Nel costituirsi, i G. e il F. contestavano la fondatezza della domanda, deducendo che la stradetta in oggetto era iscritta nell’elenco delle strade interne obbligatorie della L. 12 febbraio 1958, n. 126, ex art. 7, lett. C) come da deliberazione del Consiglio Comunale di Salerno dell’8-6-1963 n. 324, affissa per 15 giorni i consecutivi nell’albo pretorio e mai opposta. Essi sostenevano, pertanto, che il viottolo in questione era sottoposto al regime delle strade comunali, per cui i resistenti esercitavano su di esso un diritto loro spettante uti cives. In ogni caso, i convenuti assumevano di avere esercitato per oltre un ventennio il parcheggio e la sosta sul viottolo per cui è causa e chiedevano, di conseguenza, in via riconvenzionale, che venisse dichiarata l’intervenuta usucapione in loro favore della relativa servitù.

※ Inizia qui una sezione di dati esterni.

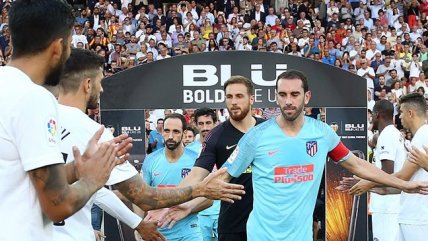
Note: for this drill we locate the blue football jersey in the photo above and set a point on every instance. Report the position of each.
(196, 146)
(159, 172)
(287, 172)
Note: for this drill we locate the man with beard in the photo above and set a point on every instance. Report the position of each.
(389, 155)
(35, 185)
(80, 89)
(413, 212)
(218, 146)
(166, 168)
(206, 120)
(287, 155)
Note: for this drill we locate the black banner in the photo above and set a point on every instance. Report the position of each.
(196, 80)
(131, 122)
(346, 215)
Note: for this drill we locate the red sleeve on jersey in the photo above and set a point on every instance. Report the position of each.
(339, 152)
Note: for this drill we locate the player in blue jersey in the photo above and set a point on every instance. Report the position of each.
(166, 167)
(287, 155)
(218, 145)
(206, 120)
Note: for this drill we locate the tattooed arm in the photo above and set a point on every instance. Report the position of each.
(148, 198)
(60, 200)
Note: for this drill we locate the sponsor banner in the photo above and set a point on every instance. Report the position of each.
(130, 122)
(197, 80)
(346, 215)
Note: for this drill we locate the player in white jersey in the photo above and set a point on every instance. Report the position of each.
(389, 156)
(413, 216)
(287, 155)
(35, 187)
(80, 88)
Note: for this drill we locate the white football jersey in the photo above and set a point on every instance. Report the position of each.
(414, 207)
(29, 132)
(76, 130)
(390, 146)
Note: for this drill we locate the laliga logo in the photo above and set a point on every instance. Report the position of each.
(52, 127)
(210, 75)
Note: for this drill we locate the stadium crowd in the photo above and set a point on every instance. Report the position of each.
(384, 42)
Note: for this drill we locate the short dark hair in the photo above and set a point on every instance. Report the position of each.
(239, 79)
(188, 128)
(205, 111)
(81, 64)
(416, 102)
(384, 107)
(294, 74)
(35, 24)
(177, 116)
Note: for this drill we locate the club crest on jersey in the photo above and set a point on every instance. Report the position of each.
(311, 148)
(52, 130)
(233, 156)
(184, 172)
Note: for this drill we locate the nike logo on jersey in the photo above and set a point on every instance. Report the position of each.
(230, 147)
(64, 134)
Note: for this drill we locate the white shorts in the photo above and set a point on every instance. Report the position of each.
(385, 226)
(411, 232)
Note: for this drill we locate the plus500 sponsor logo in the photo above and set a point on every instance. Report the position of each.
(293, 174)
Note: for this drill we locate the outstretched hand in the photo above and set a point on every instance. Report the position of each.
(417, 187)
(361, 187)
(346, 183)
(148, 231)
(174, 215)
(216, 187)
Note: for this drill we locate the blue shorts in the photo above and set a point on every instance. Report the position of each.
(208, 225)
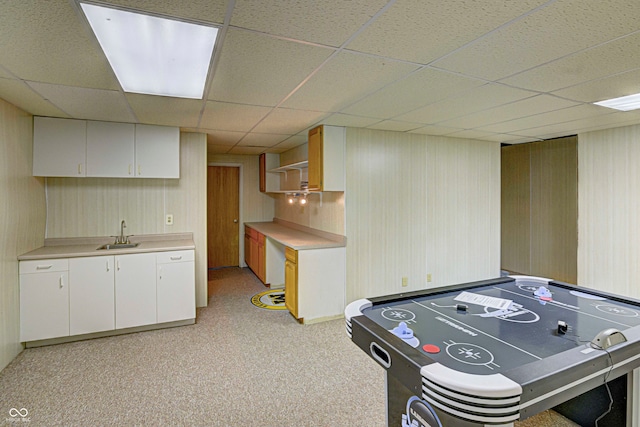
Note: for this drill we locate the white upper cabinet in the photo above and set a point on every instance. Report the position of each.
(110, 149)
(59, 147)
(157, 151)
(79, 148)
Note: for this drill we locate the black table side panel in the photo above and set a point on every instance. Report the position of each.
(405, 360)
(441, 290)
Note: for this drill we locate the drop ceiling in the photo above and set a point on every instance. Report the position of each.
(502, 71)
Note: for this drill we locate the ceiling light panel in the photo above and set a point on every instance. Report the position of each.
(152, 55)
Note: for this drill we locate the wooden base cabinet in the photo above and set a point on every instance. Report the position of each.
(315, 283)
(291, 281)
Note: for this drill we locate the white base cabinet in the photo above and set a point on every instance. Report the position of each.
(86, 295)
(175, 285)
(135, 290)
(44, 299)
(91, 295)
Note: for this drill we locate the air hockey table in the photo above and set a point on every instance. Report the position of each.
(496, 351)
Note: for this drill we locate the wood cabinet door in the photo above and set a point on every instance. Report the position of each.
(91, 295)
(291, 287)
(315, 166)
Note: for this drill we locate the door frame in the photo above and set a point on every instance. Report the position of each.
(241, 262)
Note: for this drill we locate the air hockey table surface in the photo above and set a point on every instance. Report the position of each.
(495, 351)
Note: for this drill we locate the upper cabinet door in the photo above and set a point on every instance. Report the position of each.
(110, 149)
(157, 151)
(59, 147)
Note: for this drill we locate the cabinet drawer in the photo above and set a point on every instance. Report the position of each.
(175, 256)
(44, 266)
(291, 254)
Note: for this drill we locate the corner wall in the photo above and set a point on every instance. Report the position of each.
(22, 219)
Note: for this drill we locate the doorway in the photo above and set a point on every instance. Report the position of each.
(223, 207)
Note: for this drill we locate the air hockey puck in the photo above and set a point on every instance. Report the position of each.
(431, 348)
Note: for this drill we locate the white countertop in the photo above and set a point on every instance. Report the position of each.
(297, 237)
(83, 247)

Con sentenza del 30-12-2002 il Tribunale, in accoglimento della domanda principale, dichiarava che i convenuti non avevano il diritto di sostare e di parcheggiare le loro autovetture sulla rampa di proprietà esclusiva dei R.; rigettava, invece, per carenza di prova, la domanda risarcitoria proposta dagli stessi attori e la riconvenzionale dei convenuti.

Con sentenza depositata il 12-8-2005 la Corte di Appello di Salerno rigettava sia l’appello principale proposto dai convenuti che quello incidentale proposto dagli attori.

Per la cassazione di tale sentenza ricorrono i G. e la F., sulla base di due motivi.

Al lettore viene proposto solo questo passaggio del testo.